Behaviour Support Programs
The Dementia Behaviour Management Advisory Service (DBMAS), Severe Behaviour Response Teams (SBRT) and the Specialist Dementia Care Program (SDCP) form part of a three-tiered approach to behaviour support for people experiencing behaviours and psychological symptoms of dementia (BPSD). Each tier provides support for symptoms of increasing severity: DBMAS for mild to moderate symptoms; SBRT for more severe BPSD; and the SDCP transitional residential care for those with very severe BPSD.
Dementia Behaviour Management Advisory Service (DBMAS), delivered by Dementia Support Australia, is a mobile workforce of health and allied health professionals who provide support for people living with dementia and their carers, whose wellbeing or care is impacted by the presence of mild to moderate behaviours and psychological symptoms of dementia. DBMAS supports people with dementia and their carers living in community, residential care, and acute care settings.
Severe Behaviour Response Teams (SBRT), also delivered by Dementia Support Australia, provide support for people living with dementia and their carers, whose wellbeing or care is impacted by the presence of severe behaviours and psychological symptoms of dementia. SBRT supports people with dementia and their carers residing in Commonwealth-funded residential aged care facilities, multi-purpose services, or flexibly funded services.
Specialist Dementia Care Program (SDCP) provides a person-centred, multidisciplinary approach to care for people experiencing very severe BPSD, whose behaviours may put them or others at risk, or otherwise mean they are unable to be appropriately cared for by mainstream aged care services. The SDCP offers specialised, transitional residential support in a small dementia friendly unit, focusing on reducing or stabilising symptoms over time, with the aim of enabling people to move to less intensive care settings.
Between January to June 2018 and January to June 2022 there was a 123% increase in the total number of referrals that were supported by DSA – a 115% increase for the DBMAS and 196% increase for SBRTs. This increase is likely due to increased awareness of DSA, combined with a growing importance of supporting people experiencing behaviours and psychological symptoms of dementia in Australia. Inadequate care for this group was highlighted in the Royal Commission into Aged Care, Quality and Safety.
Select a 6-month time period (between 1 January to 30 June 2018 and 1 January to 30 June 2022) in Figure 10.1 to explore the profile of DSA referrals during this time.

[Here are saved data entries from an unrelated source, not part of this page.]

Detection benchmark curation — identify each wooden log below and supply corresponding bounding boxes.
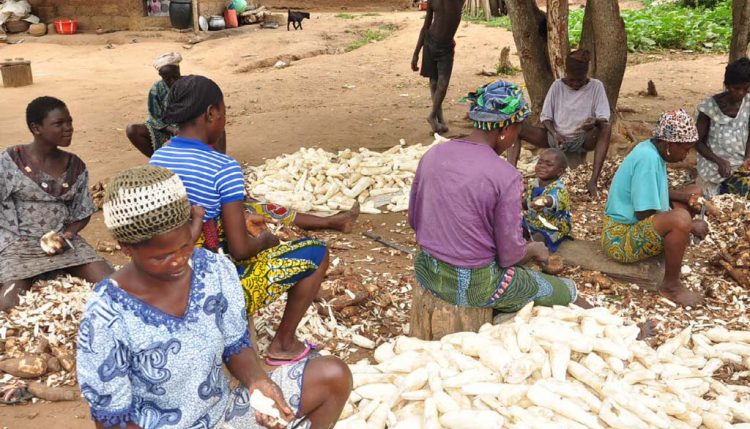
[409,285,492,341]
[556,240,664,290]
[0,59,34,88]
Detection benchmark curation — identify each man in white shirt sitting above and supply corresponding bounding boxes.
[508,50,612,197]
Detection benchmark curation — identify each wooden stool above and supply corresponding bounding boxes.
[557,240,664,291]
[0,58,34,88]
[409,284,492,340]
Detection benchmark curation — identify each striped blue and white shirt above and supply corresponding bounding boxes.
[150,137,245,220]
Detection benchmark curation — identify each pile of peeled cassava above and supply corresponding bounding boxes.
[245,134,534,214]
[336,304,750,429]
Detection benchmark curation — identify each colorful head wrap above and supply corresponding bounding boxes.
[103,165,190,244]
[164,75,224,125]
[463,80,531,131]
[654,109,698,143]
[154,52,182,71]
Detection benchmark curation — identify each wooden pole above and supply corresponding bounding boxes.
[547,0,570,79]
[482,0,492,21]
[193,0,201,34]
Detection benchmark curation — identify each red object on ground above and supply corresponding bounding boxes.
[55,19,78,34]
[224,9,240,28]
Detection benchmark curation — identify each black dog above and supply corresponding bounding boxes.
[286,9,310,31]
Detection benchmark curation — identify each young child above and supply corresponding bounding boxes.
[523,148,571,252]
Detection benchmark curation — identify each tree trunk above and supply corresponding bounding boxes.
[490,0,502,16]
[729,0,750,63]
[506,0,555,115]
[547,0,570,79]
[581,0,628,115]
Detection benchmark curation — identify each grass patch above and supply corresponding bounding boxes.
[569,0,732,52]
[344,24,398,52]
[461,11,510,30]
[463,0,732,52]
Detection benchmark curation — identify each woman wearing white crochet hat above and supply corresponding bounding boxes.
[125,52,182,157]
[77,166,352,429]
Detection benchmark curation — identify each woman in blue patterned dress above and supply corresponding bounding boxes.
[77,166,351,429]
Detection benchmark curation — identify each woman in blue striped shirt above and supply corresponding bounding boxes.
[151,76,328,365]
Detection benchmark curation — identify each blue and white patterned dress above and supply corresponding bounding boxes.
[77,248,307,429]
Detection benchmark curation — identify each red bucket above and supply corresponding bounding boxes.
[55,19,78,34]
[224,9,240,28]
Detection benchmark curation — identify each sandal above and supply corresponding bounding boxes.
[266,340,318,366]
[0,381,34,405]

Figure 11.1: Profile of referrals to Dementia Support Australia (DSA)
Figure 11.1 is a panel of figures including bar graphs and pie charts showing demographic characteristics and service use information of referrals to Dementia Support Australia in 6 month periods between January to June 2018, and January to June 2022. For each 6 month period, women accounted for a slightly greater percentage of referrals than men. The majority of referrals were for people living in residential aged care, and those living in Major cities from the most populous states (New South Wales, Victoria and Queensland). The majority of referrals were for accessing the Dementia Behaviour Management Advisory Service rather than Severe Behaviour Response Teams. The most common type of dementia recorded was Alzheimer’s disease, closely followed by Unspecified dementia.
Between January and June 2022, there were 8,702 referrals to DSA. This had slightly decreased by 4.4% (from 9,106 referrals) from the number of referrals in the previous 6 months (July to December 2021).
From January 2020 onwards, DSA were able to continue to deliver services when there were changes in public health policy as a result of the COVID-19 pandemic. This was achieved by adhering to social distancing and infection control requirements, as well as providing video conferencing services. DSA also released a resource for aged care services with tips for managing a person living with dementia whose behaviour may be impacting their care.
Specialist Dementia Care Program
The Specialist Dementia Care Program (SDCP) is an Australian Government initiative committed to establishing specialist dementia care units in dedicated facilities across Australia – providing individualised care to people who are experiencing severe behaviours and psychological symptoms of dementia and who can no longer be managed by their carers or by mainstream residential aged care services. The benefit of specialised dementia care units is that the person experiencing severe behaviours and psychological symptoms of dementia can receive personalised, specialist care in an environment uniquely designed for a person with dementia.
DSA assesses eligibility for the SDCP through their Needs Based Assessment program.
Once approved, a person will enter the program within 3 months, or undergo reassessment, and their length of stay in a SDCP unit will vary (usually up to 12 months). When specialist care is no longer required, providers must support the person’s move into a less-intensive care setting.
The first prototype of the specialist dementia care unit under the SDCP began operating in Perth, Western Australia in 2019. Approved residential aged care providers can apply for program grants to set up units in their facility, and there have been a number of specialist dementia care units funded for operation to date. Work is currently underway to improve understanding of the need for these units across Australia.